なんでこうなったのかわからないジャケット。
きっと、このジャケットの製作を依頼された毛抜き合わせの工場の人も「なんでこの人はこんな作業を自分たちに依頼しておいて、最終的にこんなことをするんだろうか。」という疑問を押し殺しながら、頑張って作ったに違いない。
なんでこうなったのかはわからないけど、洋服の良い点は「なんでこうなったのかはわからないけど、ちゃんと目の前に物はある。」ということだ。
作った人(デザイナー)の頭の中を開くことは出来ない。
仮に開けて中身を覗いてみても、きっと理解は出来ないしする必要もない。
だけど、洋服は目の前にある。
目の前にあるそれ。
手に取る人にとってかっこよければ買えるし、かっこよくなければ買えない。
単純明快で清々しい。
そこから先、作った人にはわからない領域。
そのデザインに対してどう思うか、どう意味を見出すのか、わからないものがわからないものとして終わるのか、どこかに(自分なりの)答えを見つけ出すのかは着る人にしか考えることが出来ない。

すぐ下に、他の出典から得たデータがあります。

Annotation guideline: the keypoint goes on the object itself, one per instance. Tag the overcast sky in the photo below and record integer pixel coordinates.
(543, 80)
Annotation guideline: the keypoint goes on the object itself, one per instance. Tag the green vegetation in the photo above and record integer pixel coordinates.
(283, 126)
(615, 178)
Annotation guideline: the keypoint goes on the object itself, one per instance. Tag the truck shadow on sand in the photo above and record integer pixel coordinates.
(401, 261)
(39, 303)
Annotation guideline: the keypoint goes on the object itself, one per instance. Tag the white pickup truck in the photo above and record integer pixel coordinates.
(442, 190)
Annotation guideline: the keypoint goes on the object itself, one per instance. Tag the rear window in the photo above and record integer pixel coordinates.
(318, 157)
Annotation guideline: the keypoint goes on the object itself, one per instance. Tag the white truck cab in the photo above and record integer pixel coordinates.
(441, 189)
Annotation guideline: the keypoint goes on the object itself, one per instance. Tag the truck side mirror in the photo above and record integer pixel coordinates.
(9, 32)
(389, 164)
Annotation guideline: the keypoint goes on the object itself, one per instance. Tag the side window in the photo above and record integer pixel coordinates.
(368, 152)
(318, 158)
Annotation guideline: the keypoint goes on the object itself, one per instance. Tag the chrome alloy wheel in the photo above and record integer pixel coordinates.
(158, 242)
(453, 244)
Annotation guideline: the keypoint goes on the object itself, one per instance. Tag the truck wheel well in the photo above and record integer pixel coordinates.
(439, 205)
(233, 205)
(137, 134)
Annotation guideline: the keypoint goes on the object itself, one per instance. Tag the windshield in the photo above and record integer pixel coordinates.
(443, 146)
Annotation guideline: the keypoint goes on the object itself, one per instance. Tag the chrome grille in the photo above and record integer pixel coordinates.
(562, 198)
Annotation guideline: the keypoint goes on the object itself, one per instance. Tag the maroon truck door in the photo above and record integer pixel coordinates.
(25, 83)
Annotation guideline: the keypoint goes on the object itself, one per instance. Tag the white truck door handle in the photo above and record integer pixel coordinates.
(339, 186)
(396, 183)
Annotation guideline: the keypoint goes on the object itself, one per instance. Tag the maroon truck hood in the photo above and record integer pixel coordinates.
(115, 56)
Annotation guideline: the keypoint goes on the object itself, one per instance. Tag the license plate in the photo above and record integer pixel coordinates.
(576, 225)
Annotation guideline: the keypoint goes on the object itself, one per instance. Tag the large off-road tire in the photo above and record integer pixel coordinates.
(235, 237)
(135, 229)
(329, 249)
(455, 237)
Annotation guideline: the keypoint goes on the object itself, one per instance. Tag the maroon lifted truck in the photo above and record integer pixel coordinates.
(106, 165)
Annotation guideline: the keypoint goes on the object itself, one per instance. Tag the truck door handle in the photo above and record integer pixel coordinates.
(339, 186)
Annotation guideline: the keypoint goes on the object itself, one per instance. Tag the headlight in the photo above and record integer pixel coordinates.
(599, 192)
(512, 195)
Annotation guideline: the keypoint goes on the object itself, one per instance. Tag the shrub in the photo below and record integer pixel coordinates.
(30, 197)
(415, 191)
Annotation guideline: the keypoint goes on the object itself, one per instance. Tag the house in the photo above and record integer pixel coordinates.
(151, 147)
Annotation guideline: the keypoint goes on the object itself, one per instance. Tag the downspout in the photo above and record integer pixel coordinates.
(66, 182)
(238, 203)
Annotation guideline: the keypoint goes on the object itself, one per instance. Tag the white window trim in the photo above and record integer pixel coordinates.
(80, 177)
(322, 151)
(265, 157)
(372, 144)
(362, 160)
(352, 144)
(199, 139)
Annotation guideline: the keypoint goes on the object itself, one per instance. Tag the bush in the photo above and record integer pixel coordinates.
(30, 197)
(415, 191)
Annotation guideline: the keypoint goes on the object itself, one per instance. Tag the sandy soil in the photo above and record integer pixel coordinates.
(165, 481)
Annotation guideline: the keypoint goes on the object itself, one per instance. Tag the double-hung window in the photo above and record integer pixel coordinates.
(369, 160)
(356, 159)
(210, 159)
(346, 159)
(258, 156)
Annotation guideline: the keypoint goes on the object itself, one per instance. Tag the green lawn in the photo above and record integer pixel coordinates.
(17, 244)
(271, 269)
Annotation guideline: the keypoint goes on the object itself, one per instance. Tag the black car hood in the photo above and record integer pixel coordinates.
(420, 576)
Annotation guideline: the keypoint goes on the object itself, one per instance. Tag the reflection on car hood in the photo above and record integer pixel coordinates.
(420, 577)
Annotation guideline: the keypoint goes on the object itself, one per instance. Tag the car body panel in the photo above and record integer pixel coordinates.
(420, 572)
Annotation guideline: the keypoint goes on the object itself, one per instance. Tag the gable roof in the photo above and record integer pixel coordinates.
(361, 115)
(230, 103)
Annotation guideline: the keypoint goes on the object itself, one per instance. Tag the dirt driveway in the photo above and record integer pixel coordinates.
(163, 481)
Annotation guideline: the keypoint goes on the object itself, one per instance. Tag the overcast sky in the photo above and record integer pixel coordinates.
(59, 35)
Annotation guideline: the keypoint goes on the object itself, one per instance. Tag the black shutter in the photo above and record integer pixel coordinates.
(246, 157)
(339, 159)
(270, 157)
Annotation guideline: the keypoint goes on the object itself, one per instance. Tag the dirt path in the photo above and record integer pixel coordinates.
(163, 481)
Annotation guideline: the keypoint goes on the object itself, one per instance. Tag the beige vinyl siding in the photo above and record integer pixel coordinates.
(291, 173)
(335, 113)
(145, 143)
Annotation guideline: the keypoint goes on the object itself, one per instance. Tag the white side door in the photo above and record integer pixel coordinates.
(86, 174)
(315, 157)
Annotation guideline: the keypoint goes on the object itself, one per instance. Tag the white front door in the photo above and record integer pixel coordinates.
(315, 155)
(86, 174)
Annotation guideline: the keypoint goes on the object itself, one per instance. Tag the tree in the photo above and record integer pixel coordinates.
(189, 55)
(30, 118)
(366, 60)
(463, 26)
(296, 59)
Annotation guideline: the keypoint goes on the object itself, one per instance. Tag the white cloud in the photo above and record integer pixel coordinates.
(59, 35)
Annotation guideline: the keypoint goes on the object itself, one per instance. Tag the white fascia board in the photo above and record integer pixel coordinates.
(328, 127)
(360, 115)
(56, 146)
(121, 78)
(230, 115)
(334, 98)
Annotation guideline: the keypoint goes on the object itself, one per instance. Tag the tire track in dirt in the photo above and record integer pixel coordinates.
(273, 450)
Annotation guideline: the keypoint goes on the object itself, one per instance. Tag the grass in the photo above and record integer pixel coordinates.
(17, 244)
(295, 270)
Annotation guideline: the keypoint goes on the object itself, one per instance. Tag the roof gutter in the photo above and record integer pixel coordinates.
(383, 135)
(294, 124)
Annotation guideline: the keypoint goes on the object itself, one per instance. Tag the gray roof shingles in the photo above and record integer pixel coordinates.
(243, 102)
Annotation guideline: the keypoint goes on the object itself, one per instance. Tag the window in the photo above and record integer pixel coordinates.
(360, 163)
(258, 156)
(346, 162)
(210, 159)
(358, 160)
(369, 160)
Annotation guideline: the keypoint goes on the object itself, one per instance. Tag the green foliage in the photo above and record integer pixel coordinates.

裏地のつかない軽いふんわりとした仕立てを目的とする毛抜き合わせのダブルフェイスストレッチウールのジャケットに、ぐるりと縫い付けられた重たいダブルジップ。
余裕がある時に、使い方を考えてみてください。
少なくとも今の僕にとっては。
ジップを開かずとも、このジャケットの面白さを感じることが出来ています。
というか、ジップを開けた時のことを考える余裕がない。
だって、開けなくても十分格好が良い。
いずれジップを開けた時。
パーツを外した時。
その外したパーツを付け直した時。
再度、ジップを閉めた時。
改めて「なんで、こうなった。」の「なんで」の部分に新しい答えが生まれるのではないでしょうか。